Hamdi Türkmen'in vefatının ardından Nedim Atilla'nın sarf ettiği sözlere sosyal medya platformlarından tepkiler dinmiyor.
Atilla'nın İzmir Gazeteciler Cemiyeti'nden ve Rotary Kulüpleri'nden çıkarılması talep edilirken, yazdığı yazıdaki sözlerinden dolayı 'utanç' duyduklarını dile getirdiler.
İşte Nedim Atilla'ya gelen tepkiler...
İYİ PARTİ TBMM Grup Bşk. Vekili İzmir Milletvekili Müsavat Dervişoğlu, "Saygısızlık İzmir'e yapılmıştır"
Nevzat Dönmez 'Nedim Atilla vicdanın sızlamadı mı' başlıklı köşe yazısında tepkisini dile getirdi.
DEV Ajans Sahibi Erhan Gölbey, "Her kaptan, içindeki dışına sızar"
Gazeteci Erkan Sevinç, "Hamdi gibi insancıl biri yazılanları haketmiyor"
Hamdi Türkmen’in ardından ben de birkaç şey karalamak istedim. Çok güzel bir insandı O. Bakmayın ekmeğini verdiği ama yaşarken yüzüne söyleyemediğini onu kaybettikten sonra kinini kusanlara...
Gazeteci Ünal ERSÖZLÜ:
Hamdi Türkmen’i, sonsuzluğun kucağına uğurluyoruz. Çok hüzünlüyüm. 35 yıllık bir dostu, bir ağabeyi yitirmenin üzüntüsünün ağırlığı çökmüş, hüznümün orta yerine. Hamdi Ağabey’ i gazeteciliğe başladığım Haftalık Haber Dergisi Yeni Gündem’de muhabirlik yaparken tanımıştım. (Dönemin en muhalif haber dergisiydi) Ablam Şule Talu (Ersözlü) benden çok önce mesleğe başlamış, Yeni Asır’ın kıymetli gazetecileri arasında çoktan yerini almıştı. Ben ise 12 Eylül karanlığına üniversite yillarında yakalanmış; 78 kuşağının çok üyesi gibi payıma düşenleri sırtladıktan sonra; 1986 yılında hayata ‘merhaba’ demiştim.
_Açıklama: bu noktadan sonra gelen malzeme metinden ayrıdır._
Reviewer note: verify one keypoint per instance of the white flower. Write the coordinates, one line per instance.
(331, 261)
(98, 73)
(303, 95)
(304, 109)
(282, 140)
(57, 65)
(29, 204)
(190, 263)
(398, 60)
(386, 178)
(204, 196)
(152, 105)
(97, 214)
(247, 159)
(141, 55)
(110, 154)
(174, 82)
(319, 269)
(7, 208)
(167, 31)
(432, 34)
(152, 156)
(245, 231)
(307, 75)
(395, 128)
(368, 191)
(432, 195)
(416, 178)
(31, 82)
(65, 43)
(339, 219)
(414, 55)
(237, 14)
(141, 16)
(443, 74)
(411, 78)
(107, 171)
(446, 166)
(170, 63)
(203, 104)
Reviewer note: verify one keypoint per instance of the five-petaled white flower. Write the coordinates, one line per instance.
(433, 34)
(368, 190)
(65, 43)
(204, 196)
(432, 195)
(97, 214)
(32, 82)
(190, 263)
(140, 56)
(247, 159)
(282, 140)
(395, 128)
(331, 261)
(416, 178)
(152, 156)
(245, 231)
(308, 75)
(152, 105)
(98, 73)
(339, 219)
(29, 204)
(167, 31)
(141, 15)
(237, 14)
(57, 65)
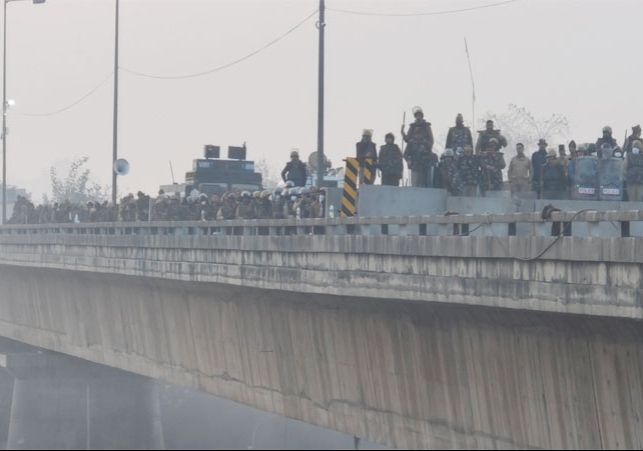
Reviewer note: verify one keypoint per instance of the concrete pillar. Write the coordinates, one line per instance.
(6, 395)
(60, 402)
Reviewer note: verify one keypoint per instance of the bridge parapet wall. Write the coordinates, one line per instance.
(591, 275)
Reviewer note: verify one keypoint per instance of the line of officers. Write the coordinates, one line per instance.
(288, 202)
(594, 171)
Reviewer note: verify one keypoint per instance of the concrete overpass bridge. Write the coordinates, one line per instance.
(461, 331)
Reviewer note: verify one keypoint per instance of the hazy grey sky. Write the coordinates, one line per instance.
(578, 58)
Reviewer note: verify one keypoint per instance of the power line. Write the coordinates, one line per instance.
(225, 66)
(93, 90)
(435, 13)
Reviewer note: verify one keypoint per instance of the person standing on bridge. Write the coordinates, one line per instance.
(295, 170)
(469, 168)
(391, 162)
(520, 172)
(366, 150)
(489, 133)
(458, 136)
(552, 178)
(633, 172)
(538, 160)
(419, 151)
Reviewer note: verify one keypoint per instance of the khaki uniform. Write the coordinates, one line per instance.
(520, 174)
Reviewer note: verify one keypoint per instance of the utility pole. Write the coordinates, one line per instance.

Bir süre (karpuz satmak dahil) her işte çalıştıktan sonra, 1987 yılında Yeni Gündem’de muhabirlik yapmaya başlamıştım. Hamdi Türkmen’i ilk kez o yıl ablamın aracılığı ile tanıdım. 12 Eylül mağdurlarına, insanların hala yakınlık göstermeye ürktüğü yıllardı. Askeri darbenin psikolojik etkisi sürüyordu. Faşist Evren’e övgü gündemdeydi. Hamdi Ağabey, o koşullarda elini bana dostça uzattı. Yeni Gündem’deki ilk haberim Ege Bölgesi’nde bulunan bir cezaevinde yatan tek mahkumun hikayesiydi. O dönemde de tanınmış bir gazeteci olan Hamdi Ağabey haberimi okuduktan sonra aramış, beğenisini dile getirmişti. Sonraki aylarda Yeni Gündem kapandı. Ben ne yapacağımı düşünürken Hamdi Ağabey yine aradı ve beni Yeni Asır’a çağırdı. Efsane bir kadro arasında bir acemi olarak Yeni Asır’da başladım (1988 başı). Hamdi her zaman destek oldu. Haber uğruna gazetede uyuduğumuz günler vardı. Farklı yıllara dayanan Yeni Asır dönemlerimde de Hamdi Abi hep vardı. Sonrasında Piriştina sürecinde de birlikteydik. Her zaman yakınlığımız dostça sürdü. Benim İzmir’den uzak kaldığım İstanbul ve Antalya yıllarında hep haberleştik. Birbirimizi hiç kırmadık. Son günlerine kadar da haberleştik. Hayat bir rüya gibi. Buharlaşıyor, akıyor, çok hızla. Usta bir gazeteciydi. Çok insanın hayatına dokundu. İnsanlara faydası oldu. Biz Hamdi Ağabey’ i çok sevdik. Ruhu şad olsun. Son döneminde çok acı çekmişti. Dilerim huzura kavuşmuştur. Sevgili eşine, sevgili çocuklarına, aile bireylerine, sevenlerine, İzmir Basını’na, Göztepe Camiası’na, başsağlığı ve sabır diliyorum. Güle güle Hamdi Ağabey…
Gazeteci Ömer DİNÇER:
Nedim bey yazınızı okudum ancak 40 yılı aşkındır bu mesleği icra eden benim de çalışma arkadaşım olan rahmetli Hamdi Türkmen hakkında yazdıklarınız acısı büyük olan ailesi ve çocuklarının ve İzmir basın mensuplarının büyük tepkisini aldınız size hiç yakıştıramadım acaba aranızdaki Husumet siz Milliyet gazetesi İzmir temsilciliğinden Ayrılıktan Sonramı başladı Nasıl bir Kin Ve Nefret bu O kadar karaladığınız ki İnsanlar size sormaz mı madem bu kadar kötü bir insandı niçin 20 sene beraberliğiniz ve çalışma hayatımız Oldu Karalamak için ölmesini mi beklediniz size yakışmadı hemde hiç yakışmadı şahsım tüm gazeteci arkadaşlarımız rahmetli hamdi abiye ve Eşine evlatlarına tüm ailesinehaklarımızı sonuna kadar helal ediyoruz mekanın cennet olsun HAMDİ Abi rahat uyu merak etme ailene ve çocuklarına biz sahip çıkarız.